The core object for a Word document is the paradocx.package.WordPackage. All operations involving constructing a Word document use some form of this class (the paradocx.Document subclasses WordPackage).

See the source for a trivial example of usage.

Each WordPackage is a container of a number of related parts. The parts represent the various aspects of a document. The following example, adapted from real-world usage, shows how one might construct a more complex structure from a series of XML templates on the file system:

import string

def load_template(name, **params):
    with open(name) as f:
        template = string.Template(f.read())
    return template.substitute(params)

doc = WordPackage()
doc.start_part.data = load_template('document.xml', text="Hello world")

# styles
styles = StylesPart(doc)
styles.data = load_template('styles.xml')
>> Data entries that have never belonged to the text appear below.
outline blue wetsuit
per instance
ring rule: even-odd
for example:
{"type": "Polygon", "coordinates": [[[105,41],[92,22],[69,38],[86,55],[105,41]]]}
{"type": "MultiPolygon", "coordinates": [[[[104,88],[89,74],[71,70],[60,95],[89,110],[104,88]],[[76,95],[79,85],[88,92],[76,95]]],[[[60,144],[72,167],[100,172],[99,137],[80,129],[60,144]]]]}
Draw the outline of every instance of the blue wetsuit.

title = "My initial document"

# Header for cover page
cover_header = HeaderPart(doc, '/word/cover-header.xml')
cover_header.data = load_template('cover-header.xml', title=title)
doc.start_part.relate(cover_header, 'PmxHdr0')

# body header
header = HeaderPart(doc)
header.data = load_template('header.xml', title=title)
doc.start_part.relate(header, 'PmxHdr1')

# body footer
footer = FooterPart(doc)
footer.data = load_template('footer.xml',
doc.start_part.relate(footer, 'PmxFtr1')

# image1
image1 = ImagePart(doc, '/word/media/logo.png')
doc.add(image1, override=False)
with open('my_logo.png', 'rb') as logo_data:
    image1.data = logo_data.read()
doc.start_part.relate(image1, 'Logo1')
header.relate(image1, 'Logo1')
# cover page uses the logo, so relate it
cover_header.relate(image1, 'Logo1')

# settings
settings = SettingsPart(doc)
settings.data = load_template('settings.xml')


For more details on constructing the XML data for the underlying parts, consider using a reference document and the OpenPack tools for inspecting the document for the necessary elements, or consider reading some of the resources at the Microsoft Dev Center or read up on the standards developed around Office Open XML.


Paradocx uses pytest-runner for running the tests. To test, simply invoke:

python setup.py ptr


For the list of changes, see CHANGES in the repository.